The Labor Department said April 15 that the consumer price index fell 0.4 percent in March from a year before, the first annual decline since 1955. The drop provides Bernanke with more time to narrow the difference between what consumers pay to borrow and the costs for banks, following the Fed’s decision in December to lower its target rate for overnight loans between banks to a range of zero to 0.25 percent.

‘Better Tone’

Consumers and companies are starting to benefit. Goldman Sachs and JPMorgan Chase & Co. reported higher-than-estimated profits last week, in part because of higher revenue from fixed- income markets.
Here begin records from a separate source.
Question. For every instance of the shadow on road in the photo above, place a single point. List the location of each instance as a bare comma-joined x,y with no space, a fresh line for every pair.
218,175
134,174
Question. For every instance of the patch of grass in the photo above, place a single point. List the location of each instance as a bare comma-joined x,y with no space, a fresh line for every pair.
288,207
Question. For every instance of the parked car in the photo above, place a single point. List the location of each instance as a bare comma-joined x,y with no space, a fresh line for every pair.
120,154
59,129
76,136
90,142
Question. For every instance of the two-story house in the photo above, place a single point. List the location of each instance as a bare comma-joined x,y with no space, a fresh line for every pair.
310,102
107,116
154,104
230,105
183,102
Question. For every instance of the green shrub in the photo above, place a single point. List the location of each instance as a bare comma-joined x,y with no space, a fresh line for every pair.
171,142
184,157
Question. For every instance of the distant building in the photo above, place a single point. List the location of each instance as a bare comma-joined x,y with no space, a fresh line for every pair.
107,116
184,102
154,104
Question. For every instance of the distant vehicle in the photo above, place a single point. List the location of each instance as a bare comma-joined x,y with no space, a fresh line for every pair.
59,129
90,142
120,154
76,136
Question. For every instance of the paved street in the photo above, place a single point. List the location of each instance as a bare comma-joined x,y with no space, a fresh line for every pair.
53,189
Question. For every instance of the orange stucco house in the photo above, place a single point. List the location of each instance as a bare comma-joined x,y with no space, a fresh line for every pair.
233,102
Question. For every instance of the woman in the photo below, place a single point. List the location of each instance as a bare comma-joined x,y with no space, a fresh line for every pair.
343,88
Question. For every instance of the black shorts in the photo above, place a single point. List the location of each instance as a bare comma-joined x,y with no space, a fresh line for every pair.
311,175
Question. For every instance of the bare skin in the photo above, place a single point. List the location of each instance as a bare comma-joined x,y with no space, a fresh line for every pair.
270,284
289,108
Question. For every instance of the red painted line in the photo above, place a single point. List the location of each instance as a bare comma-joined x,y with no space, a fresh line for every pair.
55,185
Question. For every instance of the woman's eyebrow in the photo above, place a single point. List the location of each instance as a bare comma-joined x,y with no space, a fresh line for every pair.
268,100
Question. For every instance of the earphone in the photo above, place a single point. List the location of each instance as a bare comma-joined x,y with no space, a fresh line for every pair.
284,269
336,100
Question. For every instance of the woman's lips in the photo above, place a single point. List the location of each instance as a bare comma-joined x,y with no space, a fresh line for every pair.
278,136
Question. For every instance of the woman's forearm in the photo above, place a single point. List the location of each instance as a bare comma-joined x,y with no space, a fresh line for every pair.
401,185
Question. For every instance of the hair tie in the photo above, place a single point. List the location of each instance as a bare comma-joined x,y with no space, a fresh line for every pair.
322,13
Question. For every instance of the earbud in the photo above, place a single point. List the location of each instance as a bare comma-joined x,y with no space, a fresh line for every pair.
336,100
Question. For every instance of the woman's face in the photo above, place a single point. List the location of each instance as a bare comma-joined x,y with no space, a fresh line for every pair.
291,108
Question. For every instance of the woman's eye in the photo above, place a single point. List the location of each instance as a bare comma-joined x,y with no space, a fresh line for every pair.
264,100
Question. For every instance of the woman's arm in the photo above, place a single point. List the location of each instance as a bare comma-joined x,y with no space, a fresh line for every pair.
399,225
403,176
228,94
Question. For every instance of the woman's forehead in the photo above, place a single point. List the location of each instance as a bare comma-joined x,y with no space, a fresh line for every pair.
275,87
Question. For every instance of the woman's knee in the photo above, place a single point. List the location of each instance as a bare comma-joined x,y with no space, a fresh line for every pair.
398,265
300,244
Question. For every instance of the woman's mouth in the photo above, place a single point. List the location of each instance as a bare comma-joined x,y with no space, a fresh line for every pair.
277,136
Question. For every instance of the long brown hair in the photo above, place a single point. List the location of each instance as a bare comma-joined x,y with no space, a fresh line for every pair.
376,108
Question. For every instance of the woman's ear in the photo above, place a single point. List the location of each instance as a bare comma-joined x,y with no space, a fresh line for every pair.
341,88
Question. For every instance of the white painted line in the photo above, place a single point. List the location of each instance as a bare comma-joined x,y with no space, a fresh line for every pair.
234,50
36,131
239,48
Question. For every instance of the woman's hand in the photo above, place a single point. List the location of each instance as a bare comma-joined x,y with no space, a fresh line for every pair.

Both raised capital last week without government backing.

“The credit markets are achieving a better tone and getting stronger,” Dallas Federal Reserve President Richard Fisher said at a briefing in Shanghai on April 18. “Volatility has been dampened. It will take some time to correct the weakness we’re experiencing.”

Home mortgage rates have fallen to record lows, and borrowing costs for car loans have declined more than five percentage points since the Fed said March 18 that it would buy $300 billion of Treasuries to keep borrowing costs down, and raise its commitment to purchase mortgages to $1.25 billion.

The difference between the average 30-year U.S. mortgage rate and 10-year Treasury yields narrowed to 1.92 percent on April 17 from 3.07 percent on Dec. 19, the highest level since 1986, according to Bloomberg data. The gap averaged 1.75 percentage points in the decade before the credit crisis began.

“The bigger story is investors climbing out of the bunker and starting to take risk again as some of the recent data suggests the U.S. economy” will begin to recover, said Colin Lundgren, who manages $40 billion as head of institutional fixed income for RiverSource Institutional Advisors in Minneapolis.